The present invention relates to, for example, an external storage, such as a disk device, and a data recovery method for the external storage, as well as a program to control the external storage.
In a business application program (database system) for handling a relatively large amount of data, data is saved in a disk array apparatus which is formed separately from a host computer. Then, a database system of the host computer accesses data on the disk array apparatus to perform various data operations. The disk array apparatus is constituted by arranging plural disk devices in an array and is adapted to operate according to a writing instruction, a reading instruction, or the like from the host computer.

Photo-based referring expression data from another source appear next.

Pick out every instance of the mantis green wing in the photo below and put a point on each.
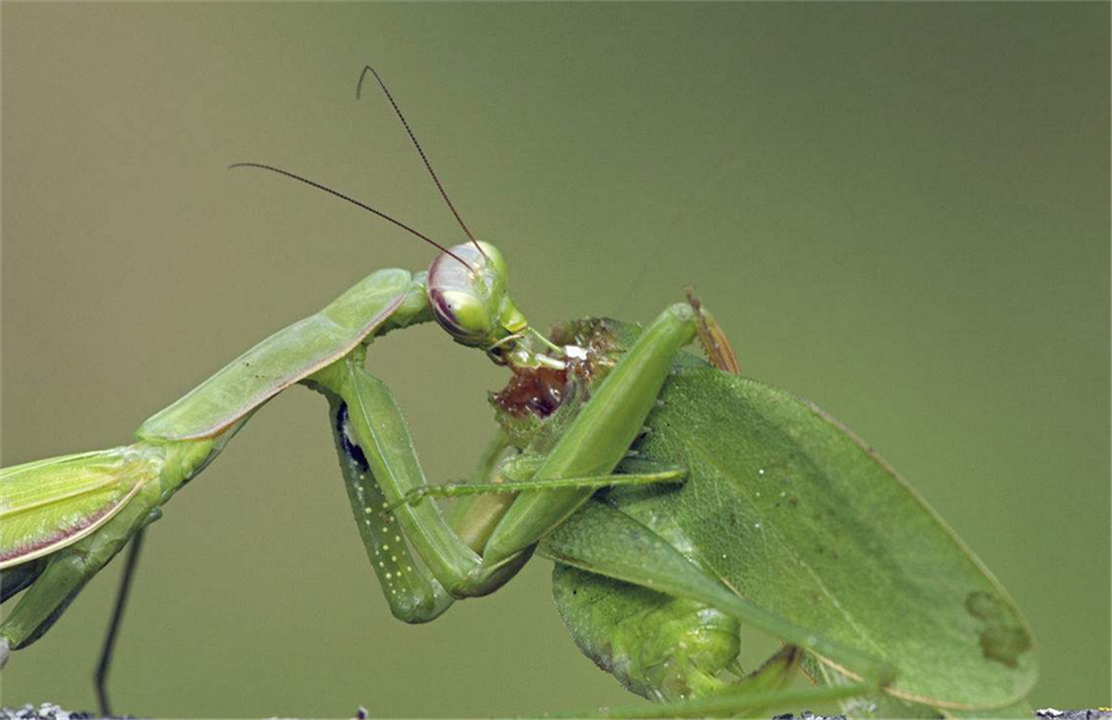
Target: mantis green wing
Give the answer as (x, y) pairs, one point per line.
(794, 513)
(49, 504)
(286, 357)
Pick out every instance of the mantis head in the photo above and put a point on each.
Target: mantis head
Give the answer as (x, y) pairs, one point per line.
(468, 296)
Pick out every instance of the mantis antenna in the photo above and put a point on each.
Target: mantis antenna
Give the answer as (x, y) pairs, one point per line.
(355, 203)
(428, 166)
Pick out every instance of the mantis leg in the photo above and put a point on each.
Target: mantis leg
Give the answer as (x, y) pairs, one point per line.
(411, 592)
(100, 679)
(592, 446)
(68, 570)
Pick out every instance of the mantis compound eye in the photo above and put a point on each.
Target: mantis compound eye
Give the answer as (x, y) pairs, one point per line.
(462, 314)
(468, 298)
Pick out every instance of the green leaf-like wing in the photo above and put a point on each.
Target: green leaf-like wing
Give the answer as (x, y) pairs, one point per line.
(795, 513)
(49, 504)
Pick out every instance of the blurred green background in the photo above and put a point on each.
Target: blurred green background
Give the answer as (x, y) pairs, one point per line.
(897, 211)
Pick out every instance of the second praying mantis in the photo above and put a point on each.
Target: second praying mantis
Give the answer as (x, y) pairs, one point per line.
(589, 403)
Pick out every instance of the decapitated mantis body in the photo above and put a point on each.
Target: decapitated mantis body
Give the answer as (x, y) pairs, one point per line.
(639, 585)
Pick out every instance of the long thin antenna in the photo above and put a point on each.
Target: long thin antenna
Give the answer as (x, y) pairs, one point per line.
(428, 166)
(353, 201)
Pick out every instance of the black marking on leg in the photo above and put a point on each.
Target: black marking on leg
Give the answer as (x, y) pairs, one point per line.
(350, 447)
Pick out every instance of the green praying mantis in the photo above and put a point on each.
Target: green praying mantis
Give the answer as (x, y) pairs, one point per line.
(676, 499)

Here, in the case in which a failure occurs during operation of the database system due to, for example, an unexpected loss of power, a mistake in operation by an operator, a malfunction of a hardware circuit or other programs, there is a need to the recover contents of the database to a state that was in existence before the occurrence of the failure. In addition, other than the case of a failure, an operator may wish to date back a data operation to a desired paint in time.
As a first conventional technique, in an ordinary database system, the database system itself on a host computer writes journal data (log data) to a predetermined disk device of a disk array apparatus separately from the actual data. Therefore, in the ordinary database system, the database system itself reads out the journal data from the disk device on the basis of backup data, which has been acquired in advance, and it sequentially reflects the journal data on the backup data. Consequently, the database system on the host computer can restore the database to a desired point in time to the extent that the journal data remains.
In a second conventional technique, the contents of a first disk device are saved in a disk device for backup at a predetermined period, and, at the same time, journal data is saved in a disk device for a journal. In the case in which a failure occurs in the first disk device, a virtual first disk device is generated in a second disk device on the basis of the backup data and the journal data, and data access to the first disk device is internally switched to the virtual first disk device. Then, when recovery of the first disk device is completed, the contents of the virtual first disk device are transferred to the first disk device (e.g., see JP-A-6-110618).
In the first conventional technique, the database system itself on the host computer manages the journal data and is capable of restoring data to an arbitrary point. However, since the database system itself performs a data restoration operation, computer resources (an arithmetic operation unit, a memory, etc.) of the host computer are used for data restoration processing, which results in a decrease in the processing efficiency of the original processing and other business processing during the restoration work. In addition, although the database system performs management of the journal data, if a storage disk for the journal data is fully occupied, the data cannot be restored unless backup data is secured. Therefore, the database system is required to even perform capacity management or the like for the disk for journal data, which leads to an increase in the processing load. Moreover, in the case in which generation management of data is performed, since backup data for plural generations is created, the processing burden is further increased.
In the second conventional technique, data restoration work can be performed without suspending the processing which is being executed by switching the access to the virtual disk device. However, data can be recovered only to an immediately preceding state, and the operator cannot restore the data to a desired arbitrary point.